An introduction to neural networks
Neural Network FAQ
An ensemble of neural networks for weather forecasting
Programming Collective Intelligence (with NN examples)
NNs + Stock Market + good references

Project

The vision for this project is to construct of ensemble of Multilayer Perceptron (MLP) Neural Networks. Each member of the ensemble will take unique subset of inputs from a larger set of total inputs, with overlap. We will target the stock market for a number of reasons:
  1. There is unlimited access to historical data on the web.
  2. Inputs that effect the stock market are almost limitless- some obvious, like previous day's closing price, or volume of shares traded in the previous day, some not-so-obvious, perhaps the daily weather forecast on Wall Street coupled with other factors slightly influence brokers' selling habits.
  3. There is real motivation to develop a system that makes money in the stock market.

The first thing to do, after getting up to speed on MLP NNs, is to create a list of inputs. Anything you think could possibly have an effect, great or small, should be included. Be creative, and don't worry if you pick an input that later proves to not have any effect on the price of the stock- theoretically, through training, that input's coefficient will be reduced to a low level and it will not harm the outcome. Our initial ensemble will consist of 8 nets. Try to come up with 25 different inputs (or do you have a good argument for why this number should be higher or lower?) We will divide the inputs into constants, that every net will be trained with, and then some variables that only a few nets will use. Ultimately each net will receive a unique set of inputs. Keep in mind that for training purposes, we will need to collect historical data on all of our inputs. So anything that is tracked via a website or available via electronic archives is fair game.

We will start off focusing on the Dow Jones Industrial Average, and attempt to apply our system to other stocks in the future. The outputs, to start off with, will be a simple BUY, SELL, HOLD decision. So a graphical representation of one of our 8 nets would look something like this:
>

Programming

Before doing any programming, try to find neural network software available on the internet or from textbooks that can be adapted for this project.

If programming is necessary, the customer would prefer to use Python as the language is rich in text processing tools, it is easily extensible, and supports object-oriented, procedural, and functional styles of programming. There are also some good code examples for Neural Networks available on the web. It's also easy to integrate libraries written in C/C++, so if you find code written in either of these, we can use the Python C API to make use of it.
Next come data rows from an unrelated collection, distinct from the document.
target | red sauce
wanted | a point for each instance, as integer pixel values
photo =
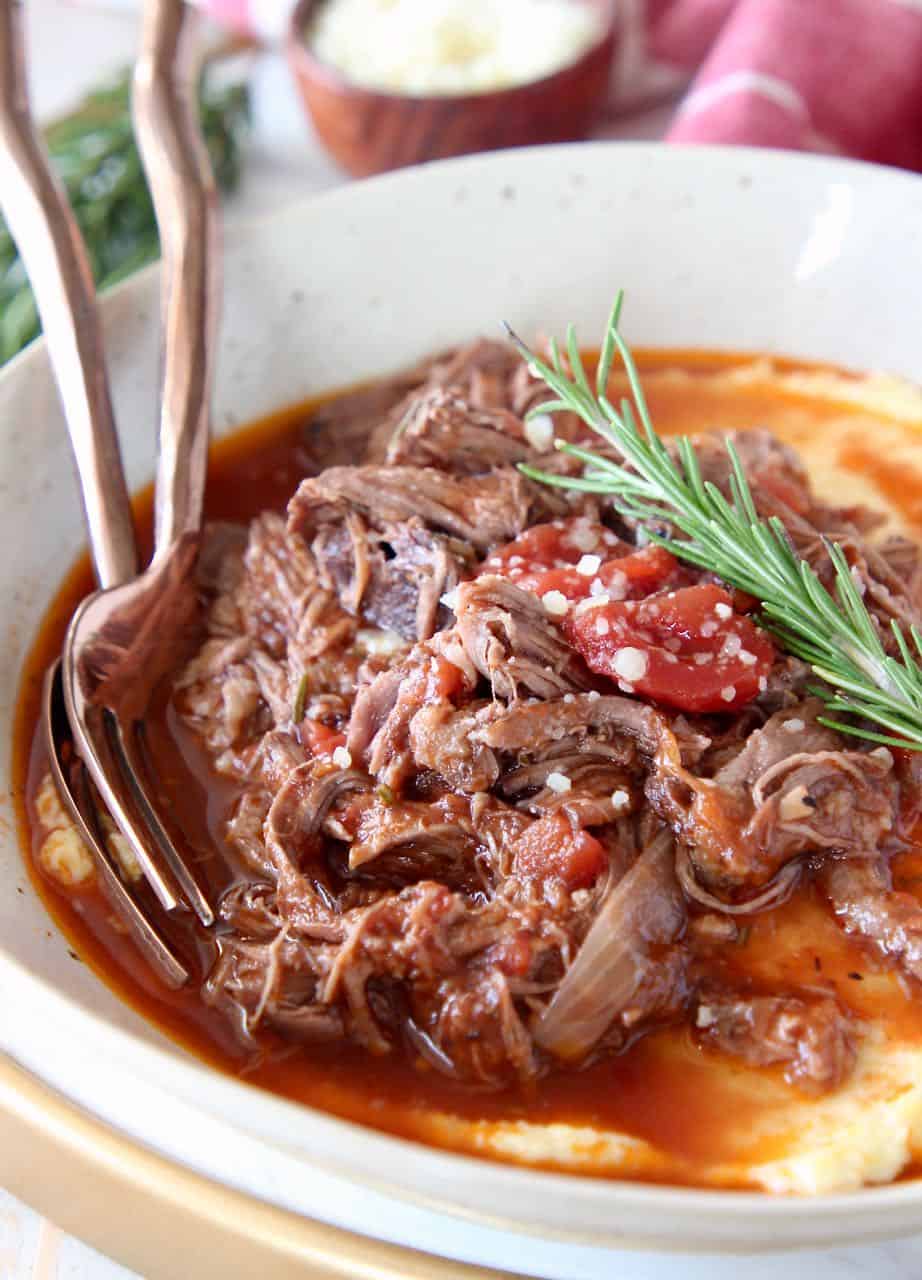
(663, 1088)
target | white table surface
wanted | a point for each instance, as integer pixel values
(72, 48)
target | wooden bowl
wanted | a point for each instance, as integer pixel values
(369, 131)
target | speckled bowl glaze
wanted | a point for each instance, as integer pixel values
(717, 247)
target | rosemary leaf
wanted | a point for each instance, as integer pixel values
(830, 630)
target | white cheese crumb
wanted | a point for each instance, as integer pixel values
(384, 643)
(793, 805)
(63, 854)
(555, 603)
(592, 603)
(630, 663)
(589, 565)
(617, 585)
(539, 432)
(65, 858)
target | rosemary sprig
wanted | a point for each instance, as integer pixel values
(830, 630)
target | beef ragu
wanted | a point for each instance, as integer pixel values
(491, 790)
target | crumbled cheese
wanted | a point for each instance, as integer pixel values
(539, 432)
(65, 858)
(555, 603)
(592, 603)
(630, 663)
(384, 643)
(589, 565)
(63, 855)
(617, 585)
(793, 805)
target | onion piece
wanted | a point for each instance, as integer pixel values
(643, 909)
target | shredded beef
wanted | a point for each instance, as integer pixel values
(424, 767)
(809, 1034)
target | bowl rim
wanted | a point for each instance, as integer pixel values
(305, 62)
(393, 1152)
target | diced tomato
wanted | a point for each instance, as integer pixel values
(685, 649)
(553, 846)
(557, 545)
(546, 557)
(320, 739)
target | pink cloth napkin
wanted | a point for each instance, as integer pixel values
(835, 76)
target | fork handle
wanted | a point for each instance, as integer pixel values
(185, 200)
(54, 255)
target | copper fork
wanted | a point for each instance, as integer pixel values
(122, 639)
(55, 257)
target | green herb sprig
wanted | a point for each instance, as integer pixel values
(830, 630)
(94, 154)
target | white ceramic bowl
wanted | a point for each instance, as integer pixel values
(817, 257)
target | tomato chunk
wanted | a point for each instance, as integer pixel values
(557, 545)
(687, 649)
(553, 848)
(546, 558)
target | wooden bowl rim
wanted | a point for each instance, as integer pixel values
(307, 63)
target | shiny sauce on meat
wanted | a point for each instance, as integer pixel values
(692, 1104)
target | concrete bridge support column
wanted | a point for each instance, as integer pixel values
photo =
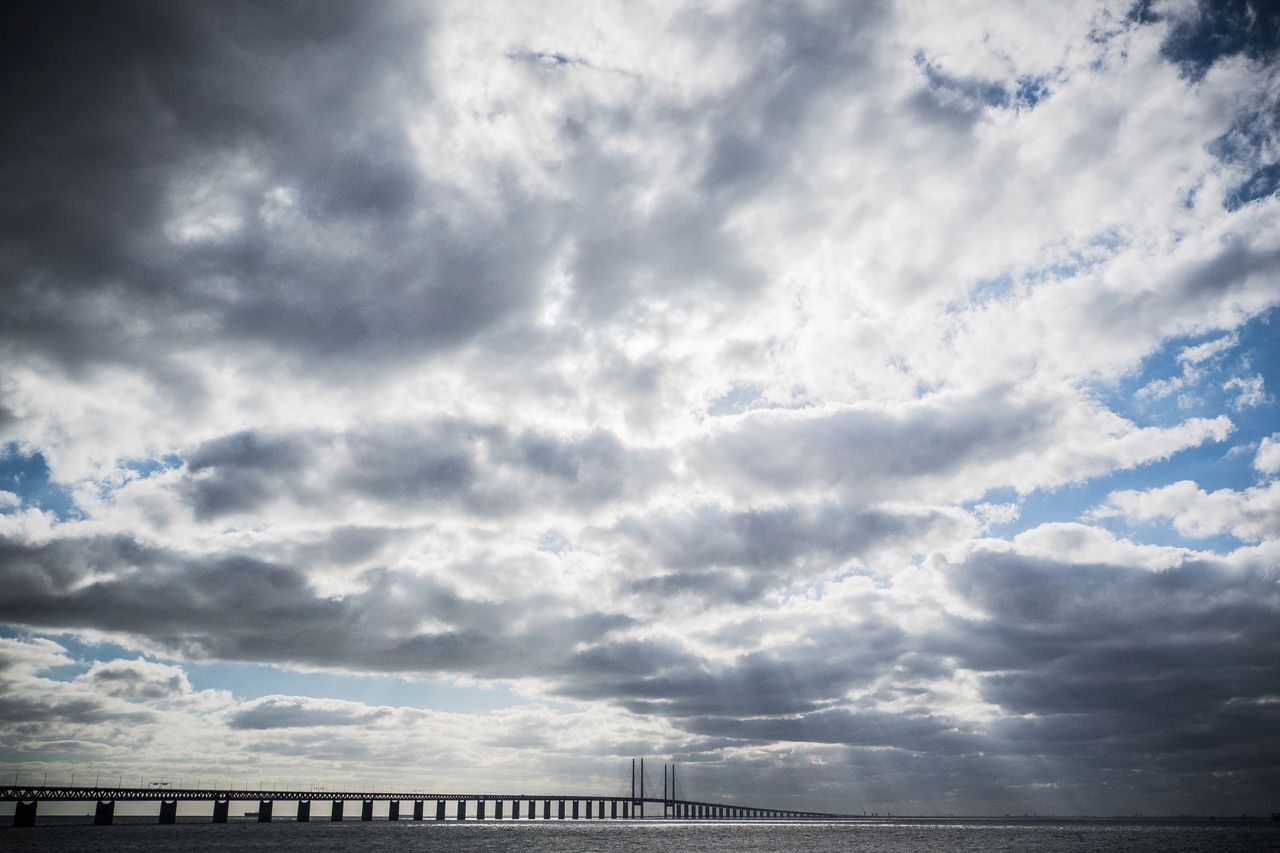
(24, 813)
(104, 815)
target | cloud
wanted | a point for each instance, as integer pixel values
(137, 679)
(1249, 514)
(292, 712)
(1267, 459)
(727, 383)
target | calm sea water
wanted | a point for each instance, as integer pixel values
(984, 836)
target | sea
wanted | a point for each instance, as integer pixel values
(55, 834)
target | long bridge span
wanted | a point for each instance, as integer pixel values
(423, 804)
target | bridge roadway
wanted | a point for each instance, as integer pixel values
(27, 798)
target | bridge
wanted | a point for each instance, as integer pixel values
(487, 806)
Once inputs have been decided upon, we will need to code a way to automate the collection of the data- either through screen-scraping or Database queries, if available. Hopefully, the data will be easily collected and parsed and we should be able to automate training for perhaps the previous year or more. Each training session should include all the inputs as if it were the beginning of the trading day. The feedback output used for training will be based on the actual closing price for that day. If a particular piece of data does not change daily, as in the Federal Reserve Rate, just use the current rate for that day. The decision to BUY, SELL, or HOLD will be based on the direction (positive or negative) the stock went that day, and the percentage of change. A slight degree of change either way would result in a HOLD. The definition of "slight" will be determined as we go.